3 · Switching models mid-session

  • Use /model (or Shift+Tab → Settings → Model) to swap without losing your chat history.
  • If you change providers (e.g. Anthropic to OpenAI), the CLI converts the session transcript between Anthropic and OpenAI formats. The translation is lossy—provider-specific metadata is dropped—but we have not seen accuracy regressions in practice.
  • For the best context continuity, switch models at natural milestones: after a commit, once a PR lands, or when you abandon a failed approach and reset the plan.
  • If you flip back and forth rapidly, expect the assistant to spend a turn re-grounding itself; consider summarizing recent progress when you switch.

4 · Reasoning effort settings

  • Opus 4.6 / Opus 4.6 Fast: Off / Low / Medium / High / Max (default: High)
  • Opus 4.5 / Sonnet 4.5 / Haiku 4.5: Off / Low / Medium / High (default: Off)
  • GPT-5.1: None / Low / Medium / High (default: None)
  • GPT-5.1-Codex: Low / Medium / High (default: Medium)
  • GPT-5.1-Codex-Max: Low / Medium / High / Extra High (default: Medium)
  • GPT-5.2: Off / Low / Medium / High / Extra High (default: Low)
  • GPT-5.2-Codex: None / Low / Medium / High / Extra High (default: Medium)
  • GPT-5.3-Codex: None / Low / Medium / High / Extra High (default: Medium)
  • Gemini 3.1 Pro: Low / Medium / High (default: High)
  • Gemini 3 Pro: None / Low / Medium / High (default: High)
  • Gemini 3 Flash: Minimal / Low / Medium / High (default: High)
  • Droid Core (GLM-5): None only (default: None; no image support)
  • Droid Core (GLM-4.7): None only (default: None; no image support)
  • Droid Core (Kimi K2.5): None only (default: None)
  • Droid Core (MiniMax M2.5): Low / Medium / High (default: High)
Reasoning effort increases latency and cost—start low for simple work and escalate as needed.
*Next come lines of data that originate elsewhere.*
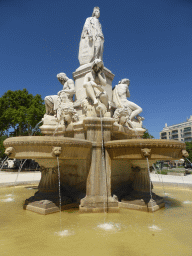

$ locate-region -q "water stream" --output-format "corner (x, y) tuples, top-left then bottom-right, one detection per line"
(100, 110), (108, 213)
(8, 159), (27, 201)
(31, 120), (43, 136)
(0, 156), (9, 171)
(146, 157), (161, 231)
(152, 164), (166, 196)
(57, 156), (62, 232)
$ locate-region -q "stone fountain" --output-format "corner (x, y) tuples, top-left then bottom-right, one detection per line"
(4, 7), (186, 214)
Max is available on Claude Opus 4.6. Extra High is available on GPT-5.1-Codex-Max, GPT-5.2, GPT-5.2-Codex, and GPT-5.3-Codex.
Change reasoning effort from /modelReasoning effort, or via the settings menu.
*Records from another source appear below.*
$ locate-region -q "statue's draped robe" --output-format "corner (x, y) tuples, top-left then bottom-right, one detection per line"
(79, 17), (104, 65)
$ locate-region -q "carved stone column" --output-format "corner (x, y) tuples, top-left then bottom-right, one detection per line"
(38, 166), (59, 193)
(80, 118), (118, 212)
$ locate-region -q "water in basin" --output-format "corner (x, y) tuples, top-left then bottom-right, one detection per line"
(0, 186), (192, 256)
5 · Bring Your Own Keys (BYOK)

Factory ships with managed Anthropic and OpenAI access. If you prefer to run against your own accounts, BYOK is opt-in—see Bring Your Own Keys for setup steps, supported providers, and billing notes.

Open-source models

Droid Core (GLM-5), Droid Core (GLM-4.7), Droid Core (Kimi K2.5), and Droid Core (MiniMax M2.5) are open-source alternatives available in the CLI. They’re useful for:
  • Air-gapped environments where external API calls aren’t allowed
  • Cost-sensitive projects needing unlimited local inference
  • Privacy requirements where code cannot leave your infrastructure
  • Experimentation with open-source model capabilities
Note: GLM-5, GLM-4.7, and MiniMax M2.5 do not support image attachments. Kimi K2.5 does support images. MiniMax M2.5 is the cheapest model available (0.12× multiplier) and uniquely supports reasoning (Low/Medium/High) among Droid Core models. For image-based workflows, use Claude, GPT, or Kimi models. To use open-source models, you’ll need to configure them via BYOK with a local inference server (like Ollama) or a hosted provider. See BYOK documentation for setup instructions.

6 · Keep notes on what works

  • Track high-impact workflows (e.g., spec generation vs. quick edits) and which combinations of model + reasoning effort feel best.
  • Ping the community or your Factory contact when you notice a model regression so we can benchmark and update this guidance quickly.